Monitoring and Rollback¶
Monitor both systems in parallel. Compare metrics. Rollback instantly if new system degrades.
Migration Pattern
This guide covers the Strangler Fig pattern for incremental system migration. Review all sections for complete implementation strategy.
Monitoring During Migration¶
Track both systems:
# Prometheus queries
# Legacy request rate
rate(http_requests_total{service="api-legacy"}[5m])
# New system request rate
rate(http_requests_total{service="api-v2"}[5m])
# Error rate comparison
rate(http_requests_total{service="api-legacy",status="500"}[5m])
/
rate(http_requests_total{service="api-legacy"}[5m])
vs
rate(http_requests_total{service="api-v2",status="500"}[5m])
/
rate(http_requests_total{service="api-v2"}[5m])
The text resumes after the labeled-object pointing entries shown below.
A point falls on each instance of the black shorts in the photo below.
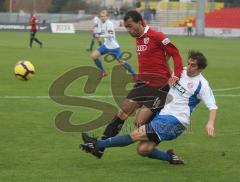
(33, 33)
(151, 134)
(152, 97)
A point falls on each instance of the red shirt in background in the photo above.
(152, 49)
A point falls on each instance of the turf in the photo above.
(32, 148)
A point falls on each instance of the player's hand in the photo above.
(172, 80)
(210, 130)
(97, 36)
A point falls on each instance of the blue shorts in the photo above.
(114, 52)
(167, 127)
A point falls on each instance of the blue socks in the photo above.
(129, 68)
(118, 141)
(99, 64)
(158, 154)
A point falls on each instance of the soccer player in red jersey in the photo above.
(149, 93)
(33, 22)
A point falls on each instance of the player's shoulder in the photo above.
(204, 81)
(156, 33)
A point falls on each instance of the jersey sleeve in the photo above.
(171, 51)
(206, 95)
(109, 31)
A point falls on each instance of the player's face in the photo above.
(103, 17)
(192, 68)
(133, 28)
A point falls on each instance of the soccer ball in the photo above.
(24, 70)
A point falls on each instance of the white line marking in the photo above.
(90, 96)
(226, 89)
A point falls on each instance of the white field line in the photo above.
(92, 97)
(225, 89)
(104, 96)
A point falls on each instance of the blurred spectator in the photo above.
(116, 13)
(189, 28)
(154, 13)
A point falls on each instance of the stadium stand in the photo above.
(223, 18)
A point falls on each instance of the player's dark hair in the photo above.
(199, 57)
(136, 16)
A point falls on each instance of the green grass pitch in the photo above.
(33, 149)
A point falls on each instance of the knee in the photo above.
(121, 62)
(93, 56)
(143, 150)
(122, 115)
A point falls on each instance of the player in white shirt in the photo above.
(109, 46)
(172, 120)
(96, 23)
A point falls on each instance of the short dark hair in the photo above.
(136, 16)
(199, 57)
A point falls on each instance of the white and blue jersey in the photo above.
(96, 22)
(181, 101)
(108, 33)
(185, 95)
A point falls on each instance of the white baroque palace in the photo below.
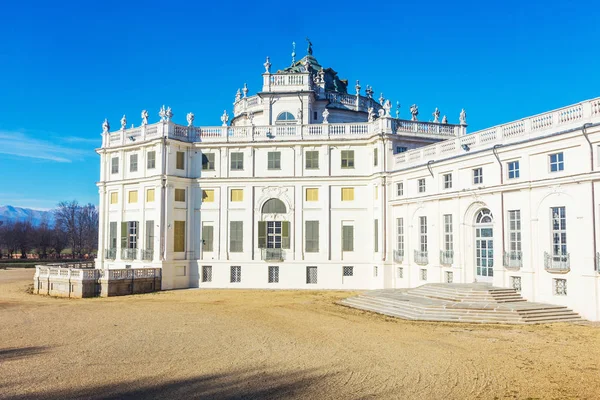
(309, 186)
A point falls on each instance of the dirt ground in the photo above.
(255, 344)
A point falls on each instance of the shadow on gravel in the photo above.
(237, 385)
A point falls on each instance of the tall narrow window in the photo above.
(237, 161)
(180, 162)
(312, 237)
(312, 160)
(133, 163)
(207, 238)
(559, 234)
(179, 236)
(274, 160)
(477, 176)
(151, 160)
(400, 235)
(423, 234)
(236, 236)
(513, 170)
(347, 194)
(376, 235)
(557, 162)
(347, 238)
(347, 158)
(208, 161)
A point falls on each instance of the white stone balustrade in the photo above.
(570, 117)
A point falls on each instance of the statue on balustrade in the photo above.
(414, 111)
(144, 117)
(436, 115)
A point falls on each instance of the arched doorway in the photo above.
(484, 246)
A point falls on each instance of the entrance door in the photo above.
(484, 246)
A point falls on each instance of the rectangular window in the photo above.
(312, 236)
(448, 237)
(149, 195)
(237, 161)
(236, 274)
(423, 234)
(560, 287)
(477, 176)
(556, 162)
(180, 164)
(237, 195)
(347, 158)
(559, 233)
(347, 194)
(273, 274)
(347, 238)
(513, 170)
(179, 236)
(236, 236)
(312, 160)
(400, 235)
(207, 238)
(180, 195)
(274, 160)
(208, 196)
(311, 275)
(376, 235)
(208, 161)
(151, 160)
(133, 163)
(132, 196)
(207, 273)
(447, 181)
(312, 194)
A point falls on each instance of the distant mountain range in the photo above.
(14, 214)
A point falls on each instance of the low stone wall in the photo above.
(70, 281)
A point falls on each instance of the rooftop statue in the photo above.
(144, 117)
(436, 115)
(105, 126)
(309, 50)
(414, 111)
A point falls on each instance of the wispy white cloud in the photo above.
(20, 144)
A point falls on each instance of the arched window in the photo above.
(484, 216)
(285, 118)
(274, 206)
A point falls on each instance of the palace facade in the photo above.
(312, 184)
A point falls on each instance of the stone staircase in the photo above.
(453, 302)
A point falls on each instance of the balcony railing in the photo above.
(421, 257)
(128, 254)
(273, 254)
(446, 257)
(147, 255)
(110, 254)
(398, 256)
(560, 263)
(513, 259)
Alert if new system error rate > legacy error rate. Rollback flag immediately.
Key Metrics to Track¶
| Metric | Why It Matters | Threshold |
|---|---|---|
| Error Rate | New system breaking requests | New ≤ Legacy |
| P95 Latency | Performance regression | New ≤ Legacy × 1.2 |
| Throughput | Capacity handling | New ≥ Legacy |
| Resource Usage | Cost implications | Monitor CPU/memory |
| Database Lag | Dual write consistency | < 100ms between DBs |
Rollback Strategy¶
Feature flags enable instant rollback:
# Increase traffic to new system
curl -X PATCH https://api.launchdarkly.com/flags/new-api-v2 \
-d '{"variations": [{"value": true, "weight": 50000}]}' # 50%
# Monitor metrics...
# Rollback if issues
curl -X PATCH https://api.launchdarkly.com/flags/new-api-v2 \
-d '{"variations": [{"value": true, "weight": 0}]}' # 0%
No deployment needed. Instant traffic shift.
Rollback Decision Tree¶
flowchart TD
A[Deploy New System] --> B{Error Rate Increase?}
B -->|Yes| C[Rollback Immediately]
B -->|No| D{Latency Increase?}
D -->|>20%| C
D -->|No| E{Monitor 24 Hours}
E --> F{Stable?}
F -->|No| C
F -->|Yes| G[Increase Traffic]
%% Ghostty Hardcore Theme
style A fill:#65d9ef,color:#1b1d1e
style B fill:#fd971e,color:#1b1d1e
style C fill:#f92572,color:#1b1d1e
style D fill:#fd971e,color:#1b1d1e
style E fill:#a7e22e,color:#1b1d1e
style F fill:#fd971e,color:#1b1d1e
style G fill:#a7e22e,color:#1b1d1e
Error rate spike: Immediate rollback. Latency degradation >20%: Rollback. Stable for 24 hours: Proceed.
Automated Rollback¶
Automate rollback based on metrics:
# Prometheus alerting rule
groups:
- name: strangler_rollback
rules:
- alert: NewSystemHighErrorRate
expr: |
(
rate(http_requests_total{service="api-v2",status="500"}[5m])
/
rate(http_requests_total{service="api-v2"}[5m])
)
>
(
rate(http_requests_total{service="api-legacy",status="500"}[5m])
/
rate(http_requests_total{service="api-legacy"}[5m])
)
for: 5m
annotations:
summary: "New system error rate exceeds legacy"
description: "Rollback new-api-v2 feature flag"
Alert triggers runbook. Rollback initiated automatically or manually depending on severity.
Observability Checklist¶
Before increasing traffic:
- [ ] Logs aggregated for both systems
- [ ] Metrics dashboards compare legacy vs new
- [ ] Error tracking (Sentry, Rollbar) configured
- [ ] Alerting rules deployed
- [ ] Runbook documented for rollback
- [ ] On-call team notified of migration phase
Don't proceed without observability in place.
Related Patterns¶
- Traffic Routing - Control traffic flow
- Implementation Strategies - Feature flags and shadow mode
- Migration Guide - Phased rollout timeline
Monitoring caught the latency spike at 10% traffic. Feature flag rolled back to 0% in 30 seconds. Root cause identified: database connection pool too small. Fixed, redeployed, resumed migration. Zero customer impact.